Innovation in College & Career Preparation

A Collaborative Approach to Personalized Learning

Lorenzo Esters, USA FundsBy Lorenzo L. Esters, Senior Program Director, USA Funds

How can adaptive learning technologies best meet the individual learning needs of students?

Last summer, a group of postsecondary institutions embarked on a quest to find out — and develop scalable programs that improve student learning, retention and graduation.

Personalized Learning ConsortiumIn a project through the Personalized Learning Consortium of the Association of Public and Land-grant Universities, schools are collaborating to:

  • Demonstrate the capabilities of next-generation learning technologies, and how adaptive approaches can improve student outcomes.
  • Create discipline-specific cohorts of faculty to develop and pilot learning modules and courses at multiple institutions.
  • Evaluate and report on institutions’ and students’ experiences using these new approaches.

Personalized — or adaptive — learning adjusts learning experiences based on an individual student’s progress. To help promote innovative approaches to college and career preparation, USA Funds® is supporting the Personalized Learning Consortium’s project. The work is in line with USA Funds’ focus on Completion With a Purpose℠, building a more purposeful path for students to, and through, college and on to rewarding careers and successful lives.

Meaghan Duff, Executive Director of APLU Personalized Learning Consortium
Meaghan Duff

I asked Meaghan Duff, Executive Director of APLU’s Personalized Learning Consortium, to share some insight into the benefits of personalized learning — and how this project aims to broaden its use and improve student outcomes.

Q: What are the benefits of personalized learning?

Personalized learning is changing higher education, transforming the ways students access information and learn. As college and university educators embrace new learning technologies, students are the direct beneficiaries.

Grounded in the principles of learning science, and designed to improve content mastery, adaptive learning solutions can deliver instructional experiences informed by students’ prior knowledge — and tailored to what they need to learn next.

Q: How are educators using personalized learning?

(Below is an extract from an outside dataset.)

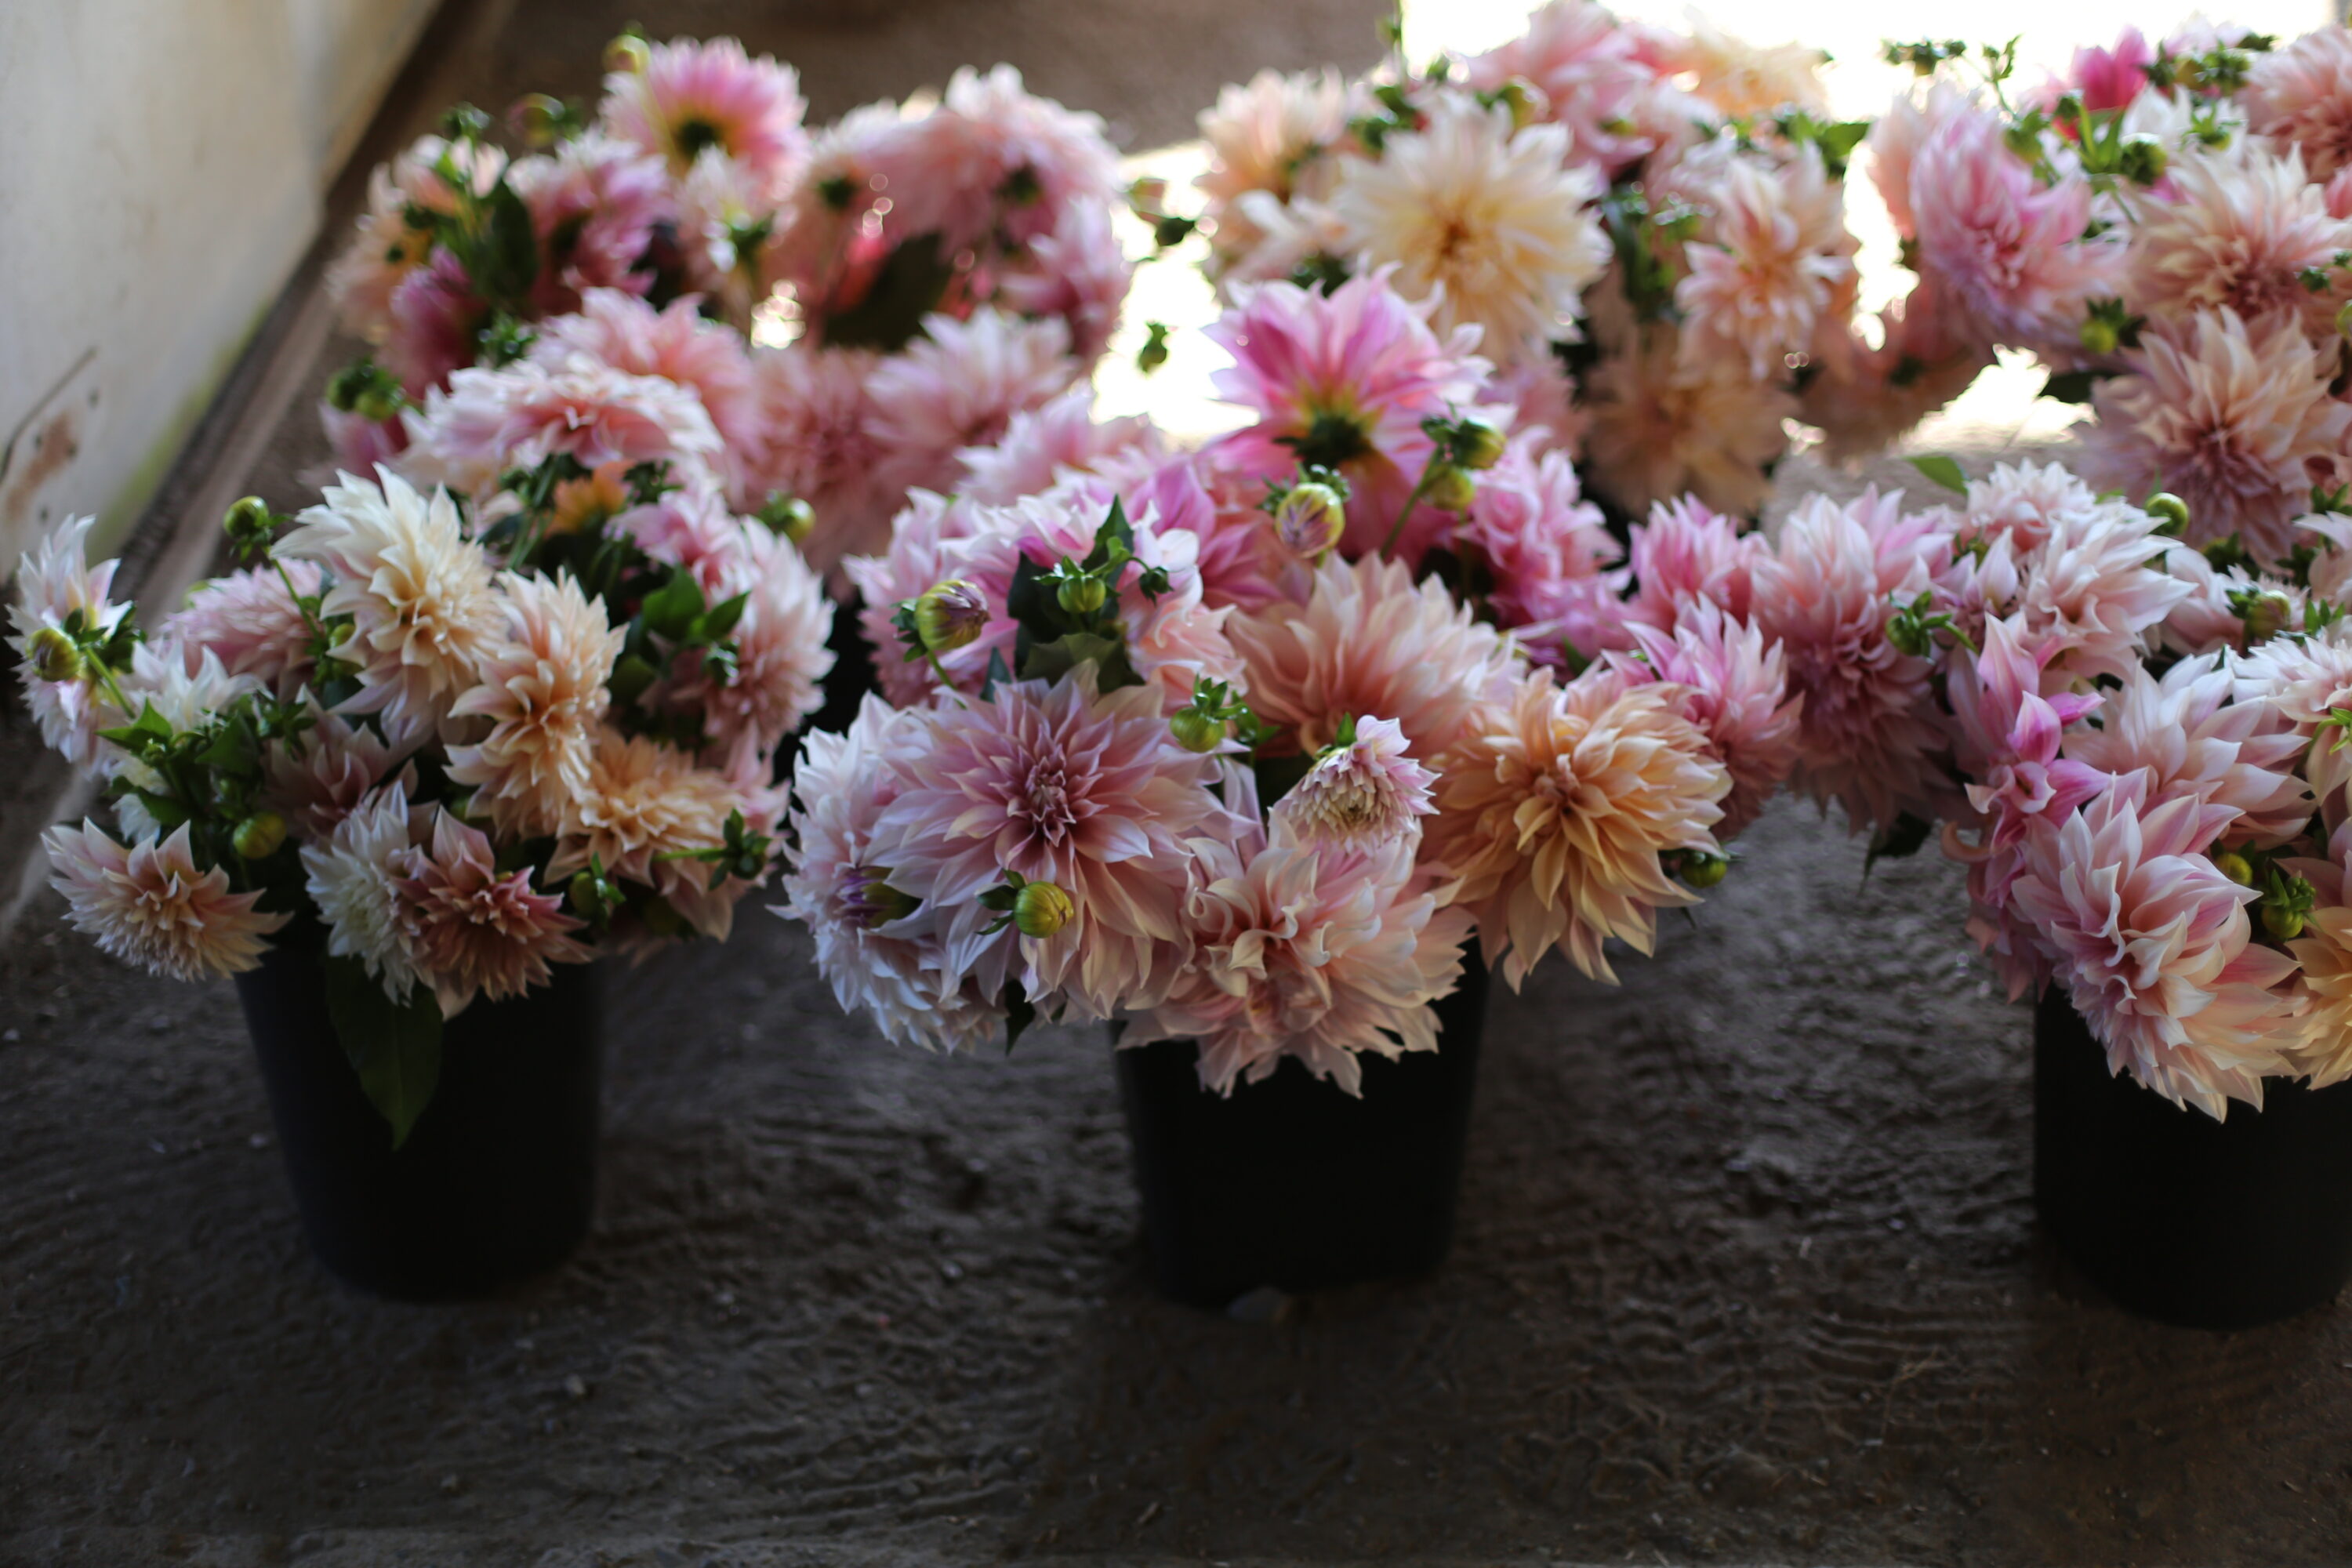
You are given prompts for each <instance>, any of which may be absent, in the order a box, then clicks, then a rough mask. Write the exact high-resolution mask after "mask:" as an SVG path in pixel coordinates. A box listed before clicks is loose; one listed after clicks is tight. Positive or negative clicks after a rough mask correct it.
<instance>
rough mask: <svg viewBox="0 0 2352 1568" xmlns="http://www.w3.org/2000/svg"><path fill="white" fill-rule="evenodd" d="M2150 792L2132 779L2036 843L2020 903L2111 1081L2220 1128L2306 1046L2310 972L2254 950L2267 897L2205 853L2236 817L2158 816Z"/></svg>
mask: <svg viewBox="0 0 2352 1568" xmlns="http://www.w3.org/2000/svg"><path fill="white" fill-rule="evenodd" d="M2140 788H2143V785H2140V780H2138V778H2119V780H2117V783H2114V785H2112V788H2107V790H2105V792H2100V795H2096V797H2093V799H2089V802H2086V804H2084V806H2082V809H2079V811H2074V813H2072V816H2070V818H2067V820H2065V823H2060V827H2058V832H2046V835H2027V837H2025V856H2023V870H2020V872H2018V879H2016V884H2013V886H2011V893H2009V896H2011V903H2013V905H2016V910H2018V914H2023V917H2025V919H2027V922H2030V924H2032V929H2034V933H2037V938H2039V943H2042V945H2044V950H2046V952H2049V959H2051V966H2053V980H2056V985H2063V987H2065V992H2067V999H2070V1001H2072V1004H2074V1011H2077V1013H2082V1018H2084V1023H2089V1025H2091V1032H2093V1034H2096V1037H2098V1041H2100V1044H2103V1046H2105V1048H2107V1070H2110V1072H2124V1070H2131V1074H2133V1077H2136V1079H2140V1084H2145V1086H2147V1088H2152V1091H2157V1093H2159V1095H2164V1098H2166V1100H2171V1103H2176V1105H2190V1103H2194V1105H2197V1107H2199V1110H2204V1112H2206V1114H2211V1117H2216V1119H2220V1117H2225V1114H2227V1110H2230V1105H2227V1103H2230V1100H2244V1103H2249V1105H2253V1107H2256V1110H2260V1105H2263V1077H2267V1074H2277V1072H2286V1070H2288V1058H2286V1053H2288V1051H2291V1048H2293V1044H2296V1030H2293V1011H2296V1001H2293V997H2291V992H2288V983H2291V980H2293V976H2296V964H2293V959H2288V957H2286V954H2284V952H2277V950H2272V947H2263V945H2258V943H2253V940H2251V938H2253V931H2251V924H2249V919H2246V905H2249V903H2253V898H2256V891H2253V889H2249V886H2239V884H2234V882H2230V879H2227V877H2225V875H2223V872H2220V867H2218V865H2213V860H2209V858H2206V853H2204V851H2206V849H2209V846H2211V844H2213V835H2216V832H2218V830H2220V825H2223V823H2225V820H2227V816H2230V813H2227V809H2220V806H2204V804H2199V802H2197V799H2192V797H2176V799H2169V802H2161V804H2157V806H2145V804H2143V797H2140Z"/></svg>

Personalized learning comes in many forms. University faculty have long employed the tutorial approach, which pairs single or small groups of students with a tutor to convey information directly, teach by example, or guide learners through problem-solving exercises.

With the advent of digital content and Web-based learning technologies, developers and instructors are pioneering new methods to personalize learning. Adaptive courseware, which combines proprietary or open instructional content with embedded assessments, offers one exciting approach to personalization.

Q: What goals did you set out to achieve in this project?

When the Personalized Learning Consortium at APLU partnered with USA Funds, there was a joint mission. We wanted to improve student success by creating rich and scalable adaptive learning experiences that enhance student performance at the course level and increase completion rates across universities.

We also believed institutions could gain strength and insight from working together. Our efforts would advance faster and have greater impact across higher education when institutions shared pedagogical strategies, technology expertise and campus practices, and to solve common instructional challenges together.

Q: How are schools collaborating to achieve those goals?

Our current initiative engages four APLU institutions to develop adaptive courseware for English composition. With support from USA Funds, faculty from Georgia State University, Montclair State University, the University of Georgia, and the University of Mississippi have selected an adaptive learning technology vendor. They also have identified the common learning objectives and skill inventories for introductory writing and begun developing course content. The team’s goal is to deliver four adaptive learning modules for pilot use this summer.

With an approach that empowers faculty, harnesses the resources of multiple institutions, and focuses on student needs, personalized learning can become as good as its name. It can make the learner-centered academic experience, so common in previous generations, available to all 21st century students.